Avevano predisposto turni di sorveglianza negli incroci delle gallerie che portavano al loro rifugio. Facevano passare solo i compagni conosciuti, che portavano viveri e le istruzioni del sindacato. Se si fosse presentato qualche elemento sospetto non sarebbe riuscito a superare il posto di blocco, perché avrebbero chiuso, da dentro, la porta antifuoco e mai avrebbe potuto raggiungere il gruppo.

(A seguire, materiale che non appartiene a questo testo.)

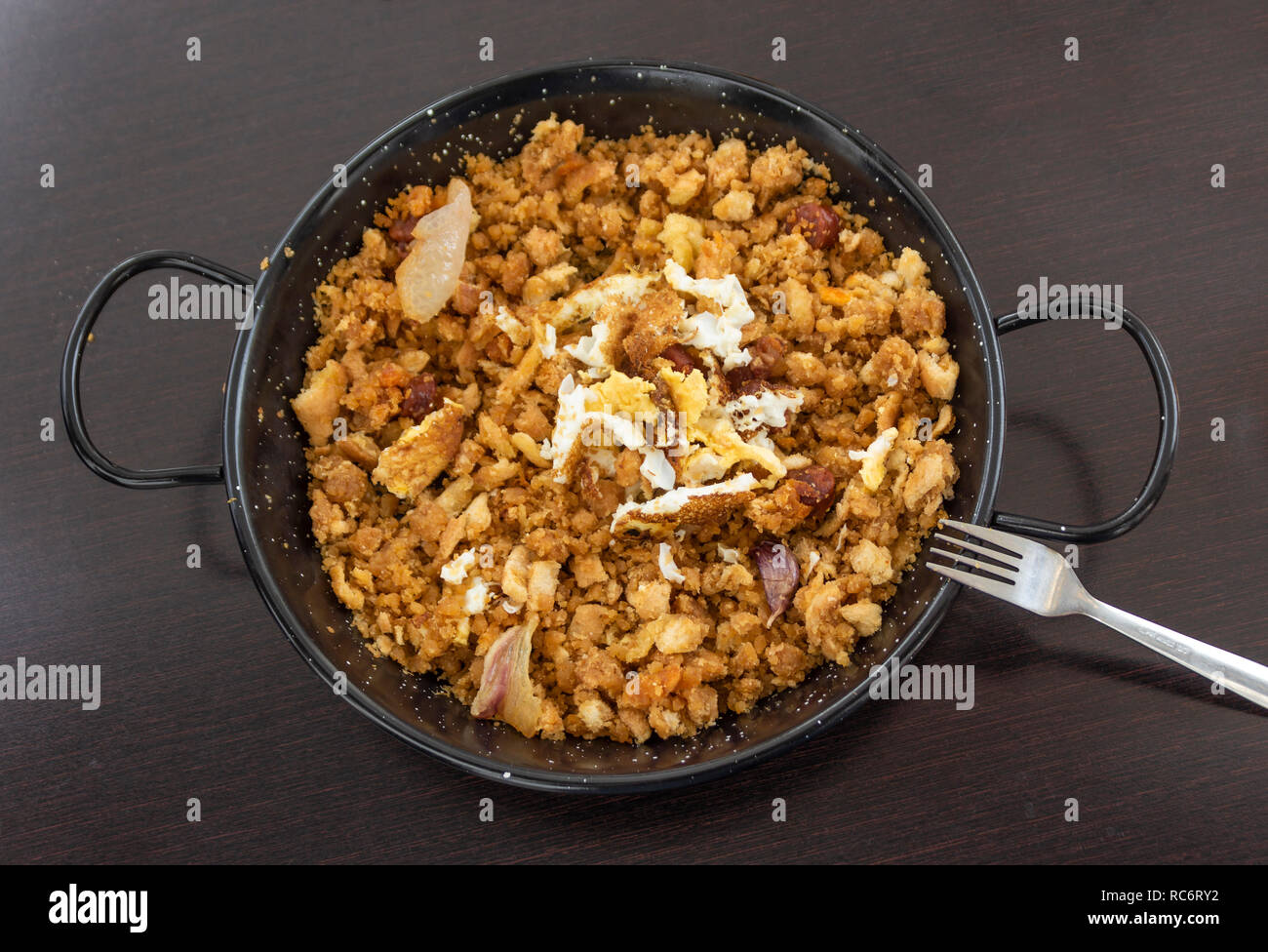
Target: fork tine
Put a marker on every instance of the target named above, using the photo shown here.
(975, 563)
(1010, 542)
(980, 582)
(1009, 559)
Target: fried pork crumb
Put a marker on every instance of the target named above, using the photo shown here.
(648, 613)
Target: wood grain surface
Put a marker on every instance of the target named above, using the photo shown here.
(1090, 172)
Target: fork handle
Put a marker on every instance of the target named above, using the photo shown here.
(1237, 673)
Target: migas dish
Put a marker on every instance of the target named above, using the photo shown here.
(265, 474)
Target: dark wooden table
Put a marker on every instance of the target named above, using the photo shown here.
(1090, 172)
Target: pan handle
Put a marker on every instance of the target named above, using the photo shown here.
(1168, 436)
(72, 359)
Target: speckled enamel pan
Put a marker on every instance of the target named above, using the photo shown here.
(265, 477)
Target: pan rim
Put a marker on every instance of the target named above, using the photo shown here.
(655, 778)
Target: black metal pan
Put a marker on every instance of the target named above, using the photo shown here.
(264, 474)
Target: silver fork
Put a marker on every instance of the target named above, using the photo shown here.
(1036, 578)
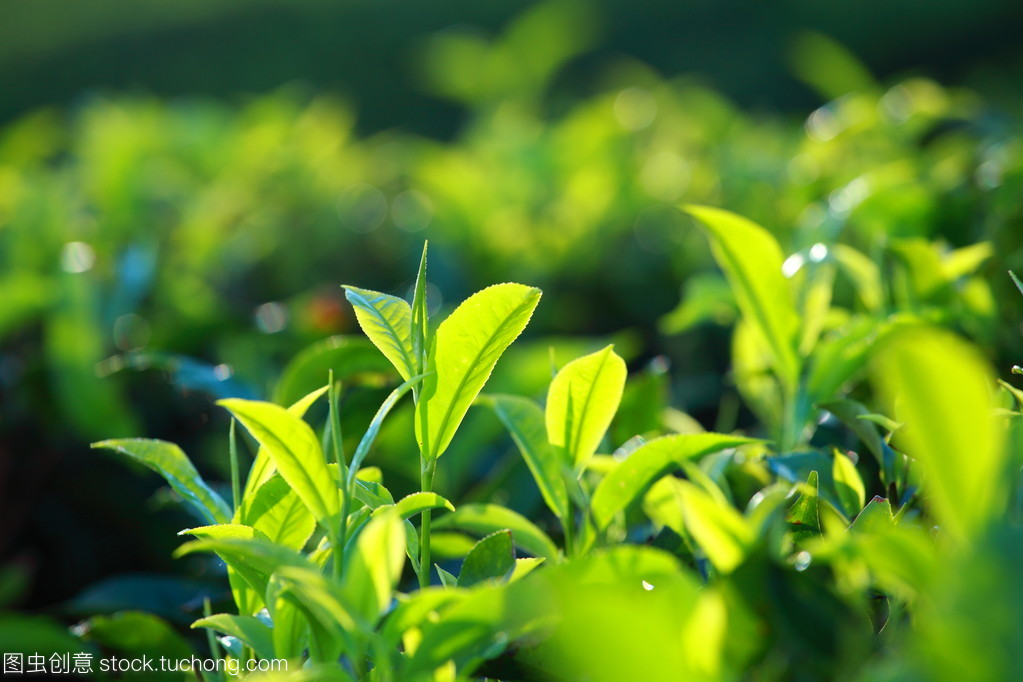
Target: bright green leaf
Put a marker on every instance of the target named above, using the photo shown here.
(582, 400)
(387, 320)
(296, 452)
(253, 632)
(752, 261)
(485, 518)
(491, 558)
(525, 421)
(627, 482)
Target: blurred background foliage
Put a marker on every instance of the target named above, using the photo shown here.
(183, 188)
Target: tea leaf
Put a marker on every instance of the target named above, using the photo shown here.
(752, 261)
(492, 557)
(413, 504)
(485, 518)
(582, 400)
(277, 511)
(169, 461)
(263, 466)
(465, 349)
(371, 572)
(525, 421)
(296, 452)
(804, 514)
(348, 357)
(941, 390)
(387, 320)
(253, 632)
(848, 484)
(627, 482)
(718, 529)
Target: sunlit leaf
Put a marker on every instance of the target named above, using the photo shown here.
(582, 399)
(525, 420)
(630, 480)
(941, 390)
(296, 452)
(492, 557)
(485, 518)
(169, 461)
(465, 349)
(253, 632)
(387, 320)
(752, 261)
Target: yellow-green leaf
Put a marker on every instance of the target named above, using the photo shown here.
(581, 402)
(752, 261)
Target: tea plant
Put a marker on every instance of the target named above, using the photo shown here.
(681, 555)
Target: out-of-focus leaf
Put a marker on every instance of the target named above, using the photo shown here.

Giocavano a carte, leggevano l'Unità, ricordavano i loro familiari. Raccontavano storie e barzellette e aspettavano. Fiduciosi che la loro azione, così temeraria, desse i risultati che meritava.Il Villaggio era invaso dalla polizia, dai giornalisti e da tanta gente venuta dai paesi vicini, per assistere di persona a questa eccezionale forma di lotta. Tutti volevano sapere di tutto. La polizia voleva i nomi, i giornalisti volevano addirittura le fotografie, gli sarebbero servite anche solo quelle dei familiari, magari di qualche moglie disperata o di bambini che aspettavano il loro papà.
- Come avranno fatto a calarsi in miniera ?
- Quanto potranno resistere ?
- Come vivono, cosa mangiano ?
- Quando usciranno ?Arrivavano, in superficie, biglietti scritti dai minatori, indirizzati alle mogli, agli amici, poesie in ottava rima e strano a dirsi, anzi da non crederci, avevano voglia di scherzare e prendevano in giro la polizia che non sapeva come fare a tirarli fuori. Promettevano di essere disposti a resistere per molti giorni, fino a che il Sindacato non avesse ottenuto un buon accordo.
Il Sindacato Minatori sicuro, questa volta, del successo, preparava le richieste da sottoporre alla Direzione della Montecatini. Sul palco dei comizi, in piazza, salivano gli oratori, uno dietro l'altro, senza soluzione di continuità: dirigenti sindacali, politici, autorità, semplici cittadini che portavano la loro solidarietà.
Negli uffici della Direzione della Miniera era tutto un via vai di dirigenti. Erano stati convocati anche il Commissario di Pubblica Sicurezza, il comandante della Celere, il Maresciallo dei Carabinieri, il Capo Guardia della Società e tutti i tecnici che conoscevano le gallerie e che avrebbero dovuto saper indicare la strada per arrivare dove erano nascosti i minatori. Invece non riuscivano a raccapezzarsi: non sapendo nemmeno in quale galleria e a che livello di profondità si erano nascosti e non trovavano volontari che li andassero a cercare.
Il nervosismo si tagliava a fette!
L'occupazione durò 72 ore: tre giorni e tre notti e terminò non per volontà dei minatori.
Ci volle l'aiuto di un traditore, un dirigente che in passato aveva militato nelle file del PCI e che conosceva i segreti della miniera, come solo i minatori sapevano, per guidare la polizia nella intricata rete di gallerie che collegavano i vari pozzi della miniera ed avvicinarsi al posto di blocco senza destare sospetti dei due minatori che montavano la guardia e che vennero accerchiati dalla celere.
Arrestarono tutti, erano 44. Vennero fatti uscire e per ordine del Direttore Padroni e del suo assistente politico Riccardi, ammanettati come delinquenti comuni - per dare l'esempio - dissero vantandosi.
Furono processati, condannati e licenziati come da copione scritto dalla Direzione della Miniera.
Un'altra sconfitta: questa era la miniera. Questo era il Villaggio Minerario di Ribolla, qui soffriva la gente che vi abitava e che non sapeva come sarebbe andata a finire.